# Generating marketing slogans for product images

This notebook shows how to fine-tune a generative AI model to generate marketing slogans for product images. 

We start with a foundation model, BLIP, available through HuggingFace. We fine-tune it through an Amazon SageMaker training job. Then we evaluate the generated slogans created by our fine-tuned model to slogans created by an "out of the box" model. 

TL;DR - the fine-tuned model shows better results.

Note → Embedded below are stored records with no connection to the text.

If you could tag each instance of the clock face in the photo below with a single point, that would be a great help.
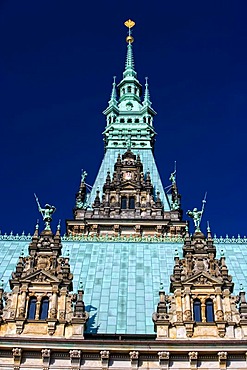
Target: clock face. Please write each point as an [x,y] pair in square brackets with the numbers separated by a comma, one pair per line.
[127,176]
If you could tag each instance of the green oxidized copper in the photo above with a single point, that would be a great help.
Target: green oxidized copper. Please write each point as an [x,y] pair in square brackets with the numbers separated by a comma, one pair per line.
[46,213]
[196,215]
[128,117]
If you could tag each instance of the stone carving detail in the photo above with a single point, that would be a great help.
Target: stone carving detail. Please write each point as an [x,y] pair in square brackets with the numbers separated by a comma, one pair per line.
[45,353]
[193,355]
[127,194]
[16,352]
[39,278]
[164,355]
[104,354]
[222,355]
[17,357]
[202,291]
[134,355]
[74,353]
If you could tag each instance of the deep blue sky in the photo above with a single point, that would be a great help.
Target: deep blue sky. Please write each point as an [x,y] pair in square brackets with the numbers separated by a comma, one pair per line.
[57,59]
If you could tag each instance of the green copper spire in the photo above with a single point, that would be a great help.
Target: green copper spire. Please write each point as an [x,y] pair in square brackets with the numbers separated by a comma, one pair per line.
[113,99]
[129,65]
[147,101]
[128,118]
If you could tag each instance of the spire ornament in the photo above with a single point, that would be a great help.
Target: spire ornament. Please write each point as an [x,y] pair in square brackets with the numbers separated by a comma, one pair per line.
[197,215]
[46,213]
[129,24]
[147,101]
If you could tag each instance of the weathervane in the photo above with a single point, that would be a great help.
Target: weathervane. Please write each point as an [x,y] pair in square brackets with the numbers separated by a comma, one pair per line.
[129,24]
[197,215]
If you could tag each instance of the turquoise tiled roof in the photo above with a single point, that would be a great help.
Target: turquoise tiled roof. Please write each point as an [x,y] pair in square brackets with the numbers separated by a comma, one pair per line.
[148,162]
[121,279]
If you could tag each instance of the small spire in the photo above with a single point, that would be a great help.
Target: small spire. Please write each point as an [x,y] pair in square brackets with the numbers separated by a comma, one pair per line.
[146,101]
[113,99]
[129,65]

| Metric | Baseline model | Fine-tuned model |
| -- | -- | -- |
| BERT Score (F1 - higher is better) | 0.82 | 0.85 |
| WER (lower is better) | 2.06 | 1.24 |
| ROUGE (higher is better ) | 0.05 | 0.09 |

## License

    Copyright Amazon.com, Inc. or its affiliates. All Rights Reserved.
    SPDX-License-Identifier: MIT-0

## Data set

We use the [Automatic Understanding of Image and Video Advertisements](https://people.cs.pitt.edu/~kovashka/ads/) image dataset. The citation for this data set is:

    Automatic Understanding of Image and Video Advertisements. Zaeem Hussain, Mingda Zhang, Xiaozhong Zhang, Keren Ye, Christopher Thomas, Zuha Agha, Nathan Ong, Adriana Kovashka. To appear, Proceedings of the IEEE Conference on Computer Vision and Pattern Recognition (CVPR), July 2017.

## Prerequisites

This notebook was built in Amazon SageMaker Studio. It uses an `ml.g4dn.xlarge` instance with the `PyTorch 1.13 Python 3.9 GPU Optimized` image.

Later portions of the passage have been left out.